/
4. Tree Parsing

4. Tree Parsing

Adding a tree parser stage

In the section about the token parser we revealed the structure of an XML document to be a tree. You did not see pretty much of it, though. The reason is that you did not actually build up any data structure from what you revealed. Such a data structure usually is described as an AST (abstract syntax tree), a tree structure that mimics the structure of the parsed input. In this section you will see how to build up such a structure and also how to traverse it using tree parsers.

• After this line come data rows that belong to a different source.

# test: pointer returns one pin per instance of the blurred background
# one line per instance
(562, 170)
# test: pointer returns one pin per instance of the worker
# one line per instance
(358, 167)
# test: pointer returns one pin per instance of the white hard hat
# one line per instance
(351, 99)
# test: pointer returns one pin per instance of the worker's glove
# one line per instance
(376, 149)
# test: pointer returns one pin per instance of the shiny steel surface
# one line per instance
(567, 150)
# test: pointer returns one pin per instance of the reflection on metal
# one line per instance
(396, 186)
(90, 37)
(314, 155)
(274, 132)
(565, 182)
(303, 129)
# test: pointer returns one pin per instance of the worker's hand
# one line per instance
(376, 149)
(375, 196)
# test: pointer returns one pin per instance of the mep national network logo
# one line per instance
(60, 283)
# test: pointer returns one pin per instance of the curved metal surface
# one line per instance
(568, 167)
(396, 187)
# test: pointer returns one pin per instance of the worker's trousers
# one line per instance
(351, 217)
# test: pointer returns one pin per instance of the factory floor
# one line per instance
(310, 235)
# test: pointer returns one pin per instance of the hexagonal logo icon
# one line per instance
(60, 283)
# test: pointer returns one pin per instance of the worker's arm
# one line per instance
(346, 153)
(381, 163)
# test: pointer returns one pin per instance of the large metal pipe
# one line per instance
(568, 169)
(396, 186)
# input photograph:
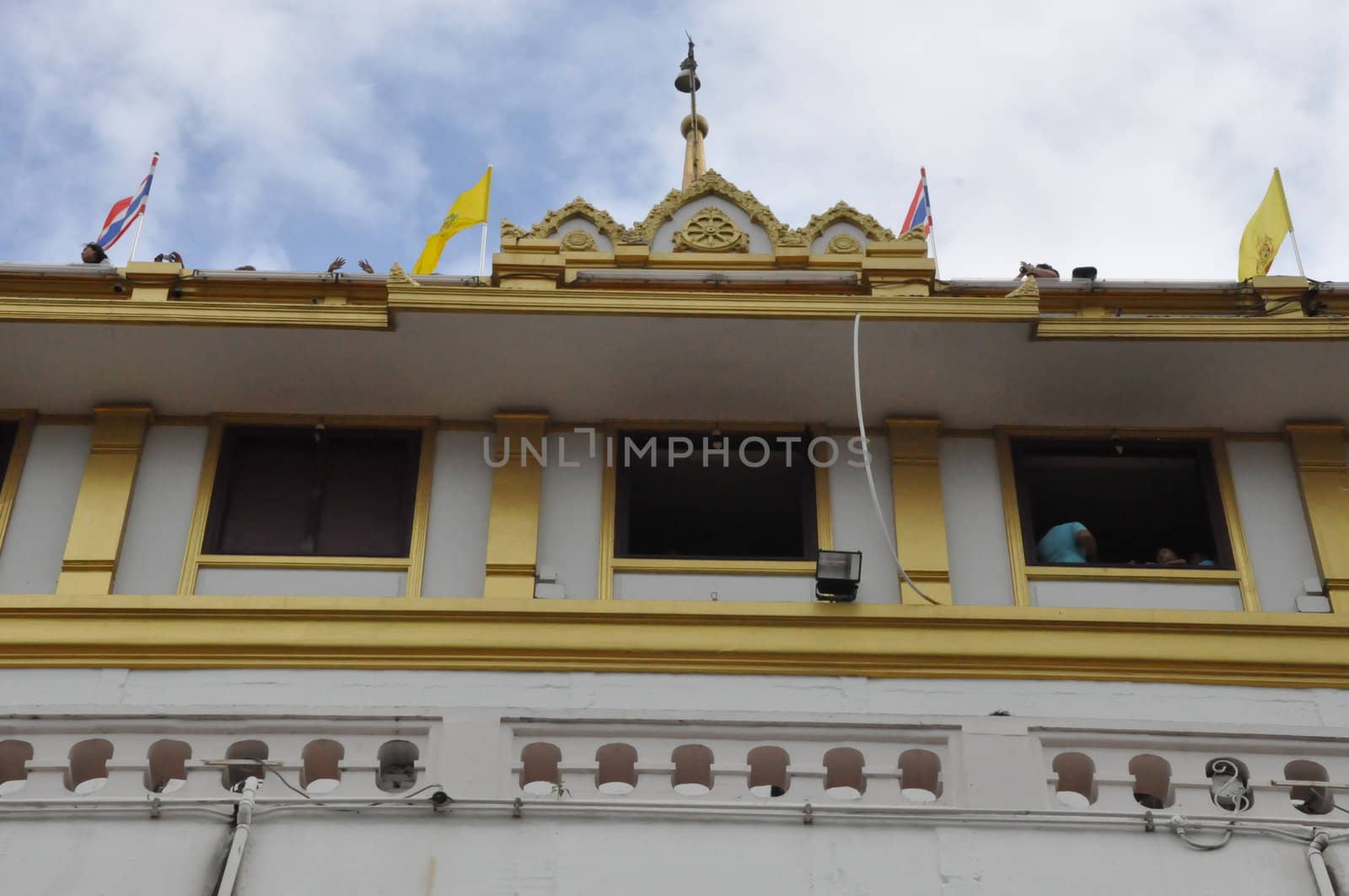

Tree parsers do not consume flat streams of tokens, both rather structured trees of tokens generated by the token parser. Usually, all redundant data is stripped from those trees and their internal structure is most natural. One example of redundant data is an end tag. Its purpose in a flat stream is to indicate where an element ends. Such structure can, however, be expressed in a two dimensional tree. No need for an end tag. An example of a token that can be completely skipped is the equal sign (=) between attribute name and value. It is there for better human readability, but actually does not carry any meaning. Finally, there is good reason to consider an empty element equivalent to a start tag directly followed by an end tag. This can be unified.

Even though this is not a common approach, let us start with the tree grammar that looks most natural and simple. Later you can find out how tree construction must look like to produce a tree matching this grammar. To achieve this, let us remember that an XML document is a representation of a tree structure. Leaf nodes are either empty elements or text data. Non-leaf nodes are always elements that enclose other elements or text. Additionally, there are attributes and finally names that are associated to elements. It turns out that you can easily write all this in a single rule:

element
    : ^( ELEMENT
            GENERIC_ID
            ( ^(ATTRIBUTE GENERIC_ID ATTR_VALUE) )*
            (element | PCDATA )*
        )
    ;

Cute, isn't it? This rule expresses the whole stammering above. The ^ symbol before an opening bracket indicates a hierarchical tree structure with the first item after the bracket being the root of the tree and the rest being the children. In this case we have a token called ELEMENT that tells us what follows actually is an element. The first child is GENERIC_ID which is the name of the element, then we have a list of attributes and finally the element's sub elements potentially mixed with text. All attributes are again structured as a tree.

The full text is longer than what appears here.